Antártida, un mundo microscópico

El continente antártico, a pesar de tener uno de los ambientes más extremos de la Tierra, es el hábitat de especies únicas de microorganismos que hacen que los arroyos, estanques y lagos cobren vida y se conviertan en uno de los ecosistemas más productivos del llamado «continente blanco». Y estos seres microscópicos son los mismos que nos podrían avisar de los cambios ambientales ocasionados por el impacto del hombre.

En el verano de la Península Antártica, las áreas libres de hielo se cubren de líquenes, musgos y tapetes microbianos, recobrando así la vida. Los tapetes biológicos hacen que el hemisferio sur se pinte de colores debido a la presencia de diversos pigmentos fotosintéticos. Estas biopelículas están formadas, en su mayoría, por cianobacterias, bacterias, microalgas y fitoflagelados, embebidos en una capa de proteínas que les permite auto-organizarse en respuesta a condiciones externas1.

La morfología, estructura y color de las biopelículas están determinados por las especies dominantes de su entorno, por las características del sedimento del terreno y por los elementos ambientales2. Y, de estos últimos, la luz y la temperatura son los principales factores que intervienen en el proceso metabólico de estas comunidades.

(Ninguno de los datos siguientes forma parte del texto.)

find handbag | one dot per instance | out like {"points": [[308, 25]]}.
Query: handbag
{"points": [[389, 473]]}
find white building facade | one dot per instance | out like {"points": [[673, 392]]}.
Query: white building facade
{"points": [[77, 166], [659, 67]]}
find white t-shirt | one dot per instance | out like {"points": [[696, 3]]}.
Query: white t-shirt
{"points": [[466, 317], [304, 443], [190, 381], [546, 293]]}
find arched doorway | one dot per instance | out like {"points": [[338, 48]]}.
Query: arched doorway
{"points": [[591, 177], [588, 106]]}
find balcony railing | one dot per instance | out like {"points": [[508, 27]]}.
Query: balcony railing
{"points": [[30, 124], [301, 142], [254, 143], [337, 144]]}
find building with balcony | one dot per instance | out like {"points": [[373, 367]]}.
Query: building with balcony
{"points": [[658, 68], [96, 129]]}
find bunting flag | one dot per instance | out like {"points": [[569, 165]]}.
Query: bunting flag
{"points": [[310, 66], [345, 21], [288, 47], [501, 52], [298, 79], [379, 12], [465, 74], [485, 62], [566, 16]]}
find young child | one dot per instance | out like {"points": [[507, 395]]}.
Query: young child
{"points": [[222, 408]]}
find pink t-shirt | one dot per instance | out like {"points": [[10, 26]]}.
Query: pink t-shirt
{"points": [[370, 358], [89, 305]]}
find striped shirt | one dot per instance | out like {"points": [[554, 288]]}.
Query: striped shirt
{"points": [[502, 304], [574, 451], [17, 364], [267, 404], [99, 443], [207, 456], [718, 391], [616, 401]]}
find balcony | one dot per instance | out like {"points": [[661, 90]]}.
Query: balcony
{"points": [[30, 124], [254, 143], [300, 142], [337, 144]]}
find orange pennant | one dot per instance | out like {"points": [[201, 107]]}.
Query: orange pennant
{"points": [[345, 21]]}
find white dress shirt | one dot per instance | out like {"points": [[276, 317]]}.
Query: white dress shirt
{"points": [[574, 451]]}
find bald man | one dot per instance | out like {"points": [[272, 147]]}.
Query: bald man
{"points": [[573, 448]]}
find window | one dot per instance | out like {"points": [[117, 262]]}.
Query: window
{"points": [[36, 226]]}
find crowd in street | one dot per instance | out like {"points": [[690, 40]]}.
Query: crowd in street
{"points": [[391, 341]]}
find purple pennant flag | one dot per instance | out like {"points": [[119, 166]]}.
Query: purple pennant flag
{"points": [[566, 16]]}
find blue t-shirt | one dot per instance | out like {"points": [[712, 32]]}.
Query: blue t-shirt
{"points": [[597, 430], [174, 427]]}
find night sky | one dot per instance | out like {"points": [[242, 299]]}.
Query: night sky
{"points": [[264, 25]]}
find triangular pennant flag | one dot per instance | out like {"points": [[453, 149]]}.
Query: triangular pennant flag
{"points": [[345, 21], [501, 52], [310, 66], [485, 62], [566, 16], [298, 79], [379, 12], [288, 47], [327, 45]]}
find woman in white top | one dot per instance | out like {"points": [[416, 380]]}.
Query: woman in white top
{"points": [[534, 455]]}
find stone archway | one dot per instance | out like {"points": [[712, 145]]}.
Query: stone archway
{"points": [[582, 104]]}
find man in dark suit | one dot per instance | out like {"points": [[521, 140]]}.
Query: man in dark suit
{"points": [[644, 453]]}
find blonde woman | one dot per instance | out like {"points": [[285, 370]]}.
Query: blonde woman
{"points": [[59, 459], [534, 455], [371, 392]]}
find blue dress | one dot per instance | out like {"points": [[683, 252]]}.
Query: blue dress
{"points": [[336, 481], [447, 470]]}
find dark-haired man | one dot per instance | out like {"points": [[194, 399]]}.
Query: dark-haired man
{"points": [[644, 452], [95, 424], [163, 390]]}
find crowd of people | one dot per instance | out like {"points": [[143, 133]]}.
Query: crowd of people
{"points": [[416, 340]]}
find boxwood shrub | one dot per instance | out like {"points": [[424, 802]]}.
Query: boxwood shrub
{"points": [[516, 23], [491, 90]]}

Es por ello que, en las últimas dos décadas, se ha llevado a cabo una serie de estudios centrados en entender cómo responden estas comunidades de microorganismos a los cambios físico-químicos de los sistemas acuáticos, de manera que podamos anticipar futuros cambios ambientales.

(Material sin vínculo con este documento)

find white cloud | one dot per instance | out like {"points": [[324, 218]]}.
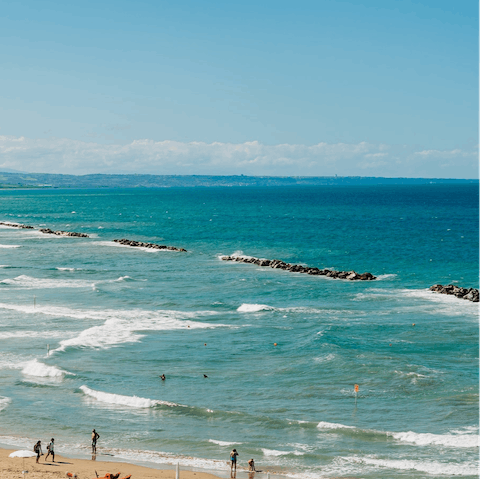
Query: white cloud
{"points": [[61, 155]]}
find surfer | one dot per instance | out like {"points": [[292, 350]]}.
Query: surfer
{"points": [[95, 437], [233, 458], [51, 450]]}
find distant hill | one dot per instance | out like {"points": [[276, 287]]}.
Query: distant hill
{"points": [[45, 180]]}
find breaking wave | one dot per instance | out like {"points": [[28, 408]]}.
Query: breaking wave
{"points": [[130, 401], [38, 369]]}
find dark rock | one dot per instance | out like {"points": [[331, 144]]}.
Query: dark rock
{"points": [[298, 268], [141, 244], [63, 233], [470, 294], [14, 225]]}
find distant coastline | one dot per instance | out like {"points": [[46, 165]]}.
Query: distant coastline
{"points": [[9, 180]]}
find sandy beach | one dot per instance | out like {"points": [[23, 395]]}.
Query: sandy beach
{"points": [[11, 468]]}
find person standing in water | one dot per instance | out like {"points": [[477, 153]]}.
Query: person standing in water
{"points": [[95, 437], [38, 449], [51, 450], [233, 458]]}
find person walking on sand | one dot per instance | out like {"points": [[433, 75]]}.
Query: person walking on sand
{"points": [[233, 458], [38, 449], [51, 450], [95, 437]]}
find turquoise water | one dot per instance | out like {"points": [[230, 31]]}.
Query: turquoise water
{"points": [[116, 317]]}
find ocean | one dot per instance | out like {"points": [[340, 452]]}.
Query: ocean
{"points": [[87, 326]]}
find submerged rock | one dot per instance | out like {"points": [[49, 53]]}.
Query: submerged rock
{"points": [[141, 244], [14, 225], [471, 294], [298, 268], [48, 231]]}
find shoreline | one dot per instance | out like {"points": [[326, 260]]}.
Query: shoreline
{"points": [[11, 468]]}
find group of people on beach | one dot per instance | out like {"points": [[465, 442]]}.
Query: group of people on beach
{"points": [[50, 448], [37, 449]]}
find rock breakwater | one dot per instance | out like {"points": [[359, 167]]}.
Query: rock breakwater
{"points": [[15, 225], [471, 294], [48, 231], [298, 268], [141, 244]]}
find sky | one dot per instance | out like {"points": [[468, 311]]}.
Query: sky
{"points": [[285, 88]]}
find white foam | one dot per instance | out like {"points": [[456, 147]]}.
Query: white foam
{"points": [[120, 400], [274, 452], [224, 443], [29, 282], [253, 308], [31, 333], [4, 402], [124, 327], [333, 425], [381, 277], [167, 458], [326, 358], [139, 248], [38, 369], [455, 440], [434, 468], [465, 438], [124, 278]]}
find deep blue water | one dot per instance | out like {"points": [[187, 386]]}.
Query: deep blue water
{"points": [[115, 318]]}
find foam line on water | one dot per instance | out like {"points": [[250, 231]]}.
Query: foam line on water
{"points": [[428, 467], [253, 308], [4, 402], [456, 440], [453, 439], [224, 443], [276, 453], [130, 401], [126, 326], [333, 425], [137, 248], [33, 334], [39, 369], [30, 282], [156, 457]]}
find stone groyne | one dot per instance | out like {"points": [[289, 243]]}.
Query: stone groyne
{"points": [[14, 225], [471, 294], [140, 244], [298, 268], [48, 231]]}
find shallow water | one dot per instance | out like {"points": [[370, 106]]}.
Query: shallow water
{"points": [[115, 318]]}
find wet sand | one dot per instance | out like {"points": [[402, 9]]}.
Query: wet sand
{"points": [[11, 468]]}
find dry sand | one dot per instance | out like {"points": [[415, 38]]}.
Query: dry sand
{"points": [[11, 468]]}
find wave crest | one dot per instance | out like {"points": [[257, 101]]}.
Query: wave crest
{"points": [[130, 401]]}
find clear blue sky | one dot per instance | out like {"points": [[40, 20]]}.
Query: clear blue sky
{"points": [[402, 74]]}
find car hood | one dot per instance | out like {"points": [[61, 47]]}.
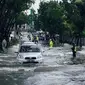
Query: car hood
{"points": [[33, 54]]}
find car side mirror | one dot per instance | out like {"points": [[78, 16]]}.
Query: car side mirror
{"points": [[16, 52]]}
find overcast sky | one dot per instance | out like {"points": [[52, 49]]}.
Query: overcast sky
{"points": [[36, 5]]}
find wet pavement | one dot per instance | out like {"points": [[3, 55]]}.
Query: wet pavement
{"points": [[57, 69]]}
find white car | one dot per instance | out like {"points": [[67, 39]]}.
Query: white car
{"points": [[29, 53]]}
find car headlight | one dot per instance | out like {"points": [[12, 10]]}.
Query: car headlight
{"points": [[40, 56], [20, 56]]}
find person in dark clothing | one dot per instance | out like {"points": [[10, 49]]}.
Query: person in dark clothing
{"points": [[74, 50]]}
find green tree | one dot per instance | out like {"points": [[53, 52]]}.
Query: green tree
{"points": [[50, 17], [9, 11]]}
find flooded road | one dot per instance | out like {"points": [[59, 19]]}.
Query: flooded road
{"points": [[56, 69]]}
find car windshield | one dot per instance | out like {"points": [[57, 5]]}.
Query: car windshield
{"points": [[29, 49]]}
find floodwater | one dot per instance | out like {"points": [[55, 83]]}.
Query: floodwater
{"points": [[56, 69]]}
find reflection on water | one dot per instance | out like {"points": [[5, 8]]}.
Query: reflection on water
{"points": [[11, 79]]}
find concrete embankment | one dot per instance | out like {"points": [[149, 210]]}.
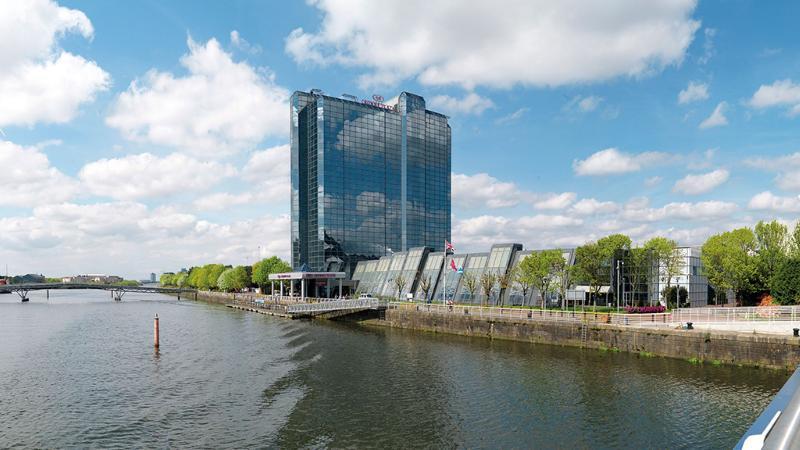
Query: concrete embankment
{"points": [[718, 347]]}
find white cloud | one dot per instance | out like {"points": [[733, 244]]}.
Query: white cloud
{"points": [[590, 206], [717, 118], [612, 161], [708, 45], [555, 201], [783, 93], [483, 190], [768, 201], [787, 166], [498, 44], [694, 92], [133, 240], [39, 81], [713, 209], [653, 181], [471, 103], [268, 171], [220, 107], [513, 117], [701, 183], [29, 180], [147, 176]]}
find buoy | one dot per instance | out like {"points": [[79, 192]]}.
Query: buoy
{"points": [[155, 330]]}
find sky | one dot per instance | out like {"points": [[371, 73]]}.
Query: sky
{"points": [[149, 136]]}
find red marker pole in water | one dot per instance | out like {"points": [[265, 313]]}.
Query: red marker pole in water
{"points": [[155, 330]]}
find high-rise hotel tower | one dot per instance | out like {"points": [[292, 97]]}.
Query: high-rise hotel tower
{"points": [[368, 179]]}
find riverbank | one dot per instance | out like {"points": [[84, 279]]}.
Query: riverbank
{"points": [[696, 346], [746, 349]]}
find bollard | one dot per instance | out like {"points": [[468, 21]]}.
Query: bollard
{"points": [[155, 331]]}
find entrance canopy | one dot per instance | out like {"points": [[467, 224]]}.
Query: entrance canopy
{"points": [[307, 276]]}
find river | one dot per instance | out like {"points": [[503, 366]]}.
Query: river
{"points": [[79, 370]]}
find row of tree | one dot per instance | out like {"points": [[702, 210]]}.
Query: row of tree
{"points": [[226, 278], [755, 263]]}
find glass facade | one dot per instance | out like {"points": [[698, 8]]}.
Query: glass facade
{"points": [[368, 180]]}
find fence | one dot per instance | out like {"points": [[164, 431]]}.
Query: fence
{"points": [[738, 314], [553, 315], [335, 305]]}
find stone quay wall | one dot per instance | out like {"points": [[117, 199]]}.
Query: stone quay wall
{"points": [[749, 349]]}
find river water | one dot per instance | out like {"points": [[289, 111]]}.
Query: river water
{"points": [[79, 370]]}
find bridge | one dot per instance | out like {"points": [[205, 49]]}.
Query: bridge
{"points": [[322, 310], [117, 291]]}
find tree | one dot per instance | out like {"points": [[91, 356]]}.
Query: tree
{"points": [[772, 240], [541, 267], [181, 279], [167, 279], [562, 272], [487, 281], [504, 281], [266, 267], [639, 268], [233, 279], [213, 271], [785, 282], [524, 280], [729, 260], [425, 285], [666, 258], [470, 283], [399, 284], [794, 244], [591, 267]]}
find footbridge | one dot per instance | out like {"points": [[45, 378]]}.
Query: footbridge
{"points": [[335, 308], [117, 291]]}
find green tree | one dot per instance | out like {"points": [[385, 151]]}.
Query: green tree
{"points": [[666, 258], [234, 279], [772, 246], [524, 280], [639, 269], [541, 267], [794, 242], [785, 282], [487, 281], [425, 285], [181, 279], [266, 267], [167, 279], [470, 282], [212, 275], [399, 284], [729, 260], [591, 267]]}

Los pigmentos fotosintéticos se utilizan como indicadores de la composición microalgal y bacteriana de una comunidad, de las interacciones en la cadena trófica y de los cambios en las características físico-químicas de cuerpos de agua3,4. Además, los pigmentos también indican una gran variedad de impactos antropogénicos en los ambientes acuáticos, incluyendo eutroficación, prácticas de uso del suelo y cambio climático.

Las clorofilas, carotenoides y otros pigmentos que poseen las algas y las bacterias fotosintéticas son compuestos orgánicos naturales, cuya transformación bioquímica indica la presencia de interacciones tróficas y las diferentes condiciones de crecimiento a las que están expuestas los microorganismos en el ecosistema5. Así también, algunas clorofilas, tales como las bacterioclorofilas, presentes en las bacterias verdes del azufre son biomarcadores ideales para zonas anóxicas. De esta manera, los biomarcadores fotosintéticos son moléculas valiosas que permiten evaluar los procesos biológicos y las condiciones ambientales de un ecosistema en un tiempo determinado.

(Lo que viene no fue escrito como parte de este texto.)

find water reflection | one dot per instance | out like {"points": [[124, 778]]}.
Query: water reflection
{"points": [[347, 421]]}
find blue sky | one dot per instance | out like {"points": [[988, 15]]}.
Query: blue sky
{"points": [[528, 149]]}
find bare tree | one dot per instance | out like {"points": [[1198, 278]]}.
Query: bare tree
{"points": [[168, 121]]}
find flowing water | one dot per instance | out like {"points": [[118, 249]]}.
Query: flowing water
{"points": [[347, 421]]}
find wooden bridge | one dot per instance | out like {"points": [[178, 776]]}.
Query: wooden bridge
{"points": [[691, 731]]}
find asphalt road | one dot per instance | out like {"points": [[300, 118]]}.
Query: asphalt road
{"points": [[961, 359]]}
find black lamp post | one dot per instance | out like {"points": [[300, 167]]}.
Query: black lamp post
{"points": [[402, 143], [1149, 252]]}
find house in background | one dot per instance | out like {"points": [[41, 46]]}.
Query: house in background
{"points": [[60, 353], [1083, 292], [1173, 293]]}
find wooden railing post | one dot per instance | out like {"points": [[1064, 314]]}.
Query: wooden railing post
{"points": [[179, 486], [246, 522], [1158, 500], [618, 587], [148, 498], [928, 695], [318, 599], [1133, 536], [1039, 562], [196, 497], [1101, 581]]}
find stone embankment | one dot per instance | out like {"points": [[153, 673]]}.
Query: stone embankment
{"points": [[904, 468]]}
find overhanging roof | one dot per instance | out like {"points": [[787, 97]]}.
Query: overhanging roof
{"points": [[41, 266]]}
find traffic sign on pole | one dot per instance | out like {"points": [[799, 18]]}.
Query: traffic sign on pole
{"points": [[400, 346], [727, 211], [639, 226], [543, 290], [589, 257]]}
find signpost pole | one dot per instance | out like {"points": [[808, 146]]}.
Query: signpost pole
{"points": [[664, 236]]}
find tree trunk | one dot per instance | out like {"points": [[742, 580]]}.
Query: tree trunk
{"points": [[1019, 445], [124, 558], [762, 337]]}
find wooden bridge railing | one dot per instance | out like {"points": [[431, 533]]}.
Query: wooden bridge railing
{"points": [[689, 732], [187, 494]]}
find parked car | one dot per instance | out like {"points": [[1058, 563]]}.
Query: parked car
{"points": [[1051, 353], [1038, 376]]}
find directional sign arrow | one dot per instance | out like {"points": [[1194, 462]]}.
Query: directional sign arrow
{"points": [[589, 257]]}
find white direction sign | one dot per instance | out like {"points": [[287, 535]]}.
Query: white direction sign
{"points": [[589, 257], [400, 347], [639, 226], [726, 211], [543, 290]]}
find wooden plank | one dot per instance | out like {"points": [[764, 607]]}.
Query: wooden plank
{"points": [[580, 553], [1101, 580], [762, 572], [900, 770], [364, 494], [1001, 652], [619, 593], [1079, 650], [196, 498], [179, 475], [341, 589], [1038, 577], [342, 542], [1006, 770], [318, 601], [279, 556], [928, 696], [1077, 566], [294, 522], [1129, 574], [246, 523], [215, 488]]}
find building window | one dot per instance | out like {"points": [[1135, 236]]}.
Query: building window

La Antártida, al poseer un ecosistema altamente sensible a los cambios ambientales, como el aumento de la temperatura, las variaciones de la luz, o las precipitaciones, puede ser monitoreada indirectamente por los microorganismos. De esta manera, dichos microorganismos pueden ser considerados bioindicadores para examinar el impacto del cambio climático a nivel mundial. Es necesario, por tanto, un estudio a profundidad de la variación temporal y espacial de estos organismos.

Referencias

  1. de los Ríos A., Ascaso, C., Wierzchos, J., Fernández-Valiente, E. & Quesada, A. 2004. Microstructural characterization of cyanobacterial mats from the McMurdo Ice Shelf, Antarctica. Applied and environmental microbiology 70(1): 69-580.
  1. Komárek, O. & Komárek, J. 2010. Diversity and Ecology of Cyanobacterial Microflora of Antarctic Seepage Habitats: Comparison of King George Island, Shetland Islands, and James Ross Island, NW Weddell Sea, Antarctica. En Microbial MatsP515-539. Springer Netherlands
  1. Vincent, W.F. & Laybourn-Parry, J. 2008.Polar lakes and rivers. Oxford University Press.
  1. Whalen, S., Lofton, D., McGowan, G. & Strohm, A. 2013. Microphytobenthos in Shallow Arctic Lakes: Fine-Scale Depth Distribution of Chlorophyll a, Radiocarbon Assimilation, Irradiance, and Dissolved O2. Arctic, Antarctic, and Alpine Research 45 (2): 285–295.
  1. Borghini F, Colacevich A, Caruso T y Bargagli R. 2011. An Update on Sedimentary Pigments in Victoria Land Lakes (East Antarctica).Arctic, Antarctic, and Alpine Research 43(1): 22-34.